What is an effective way to analyse key features of the external environment for SWOT analysis?
Use PESTLE+C analysis.
What is an effective way to analyse internal features of a business for SWOT analysis?
Porter’s 5 forces
Examples of strengths of a business that can be put into a SWOT analysis
- Specialist marketing expertise.
- A new, innovative product or service.
- The location of the business.
- Quality processes and procedures.
- Any other aspect of the business that adds value to the product or service.
Examples of weaknesses of a business that can be put into a SWOT analysis
- A lack of marketing expertise.
- Undifferentiated products or services (i.e. in relation to competitors)
- The location of the business.
- Poor quality goods or services.
- A damaged reputation.
Examples of external opportunities to the business that can be put into a SWOT analysis
- A developing market such as the internet.
- Mergers, joint ventures or strategic alliances.
- Moving into new market segments that offer improved profits.
- A new international market.
- A market vacated by an ineffective competitor.
Examples of external threats to the business that can be put into a SWOT analysis
- A new competitor in the home market.
- Price wars with competitors.
- A competitor that has a new, innovative product or service.

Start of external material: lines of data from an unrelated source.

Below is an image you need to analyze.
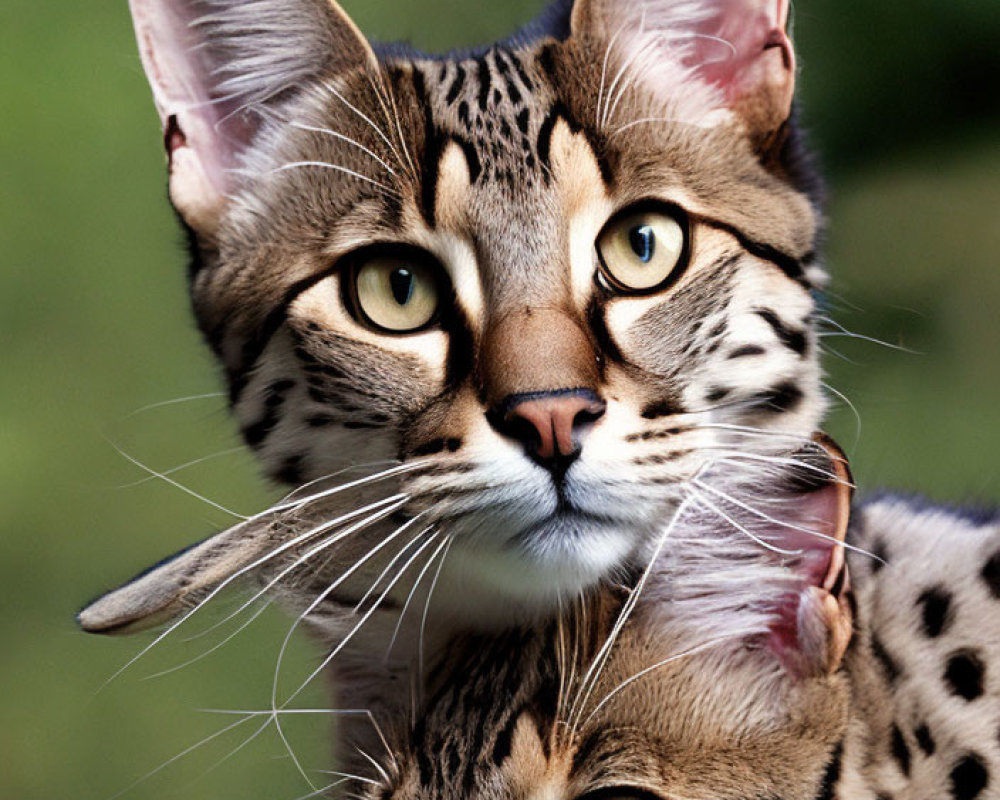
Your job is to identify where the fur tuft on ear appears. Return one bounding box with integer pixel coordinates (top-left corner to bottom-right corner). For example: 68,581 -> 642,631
571,0 -> 795,142
129,0 -> 375,236
643,435 -> 853,678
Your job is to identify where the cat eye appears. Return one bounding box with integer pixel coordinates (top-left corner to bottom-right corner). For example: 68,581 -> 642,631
597,207 -> 688,294
347,250 -> 442,333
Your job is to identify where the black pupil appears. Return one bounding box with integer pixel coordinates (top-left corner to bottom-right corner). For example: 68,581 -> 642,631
389,267 -> 417,306
628,225 -> 656,264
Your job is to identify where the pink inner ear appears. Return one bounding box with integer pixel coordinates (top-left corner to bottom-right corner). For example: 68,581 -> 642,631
685,0 -> 794,102
764,484 -> 842,586
762,484 -> 849,675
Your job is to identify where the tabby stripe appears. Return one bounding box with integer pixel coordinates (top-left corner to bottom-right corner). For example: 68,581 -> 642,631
445,64 -> 465,105
476,56 -> 493,111
507,53 -> 535,92
816,741 -> 844,800
756,308 -> 808,356
701,217 -> 812,289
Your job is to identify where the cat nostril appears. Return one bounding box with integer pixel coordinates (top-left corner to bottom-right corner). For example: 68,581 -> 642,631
492,389 -> 606,462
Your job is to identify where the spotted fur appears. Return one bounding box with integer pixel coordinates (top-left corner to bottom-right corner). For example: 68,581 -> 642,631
119,0 -> 825,613
328,497 -> 1000,800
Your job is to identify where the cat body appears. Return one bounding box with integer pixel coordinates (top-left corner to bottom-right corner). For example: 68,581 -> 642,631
336,496 -> 1000,800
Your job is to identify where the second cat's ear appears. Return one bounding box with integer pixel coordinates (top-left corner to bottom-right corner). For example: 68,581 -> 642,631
129,0 -> 375,237
762,435 -> 854,677
77,524 -> 282,635
571,0 -> 795,147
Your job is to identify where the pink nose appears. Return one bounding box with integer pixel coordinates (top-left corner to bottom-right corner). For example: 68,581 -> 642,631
504,390 -> 606,461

- Competitors that have superior access to channels of distribution.
- Taxation is introduced on the product or service.
Advantages of using SWOT analysis
- Helps a firm to identify its core competencies, enabling it to build in its strengths.
- Helps a firm to focus on the future, given its past and present condition.
- May identify opportunities that a firm can focus on to achieve maximum gains.
- A source of strategic planning as well as marketing.
- Helps the firm to redefine and set its overall objectives.
- Information is unique to the business (primary data)
- Spots threats allowing a strategy to be devised which avoids them or reduces their potential impact.
Limitations of SWOT analysis
- Doesn’t provide issues.
- Doesn’t provide solutions or offer alternative decisions - only a brainstorming tool.
- Can generate too many ideas but not help you choose which one is best.
- Can produce a lot of information, but not all of it is useful.
- The information gathered may not be accurate - depends on how data is interpreted and who is doing the interpretation.
- Data changes quickly and can become out of date.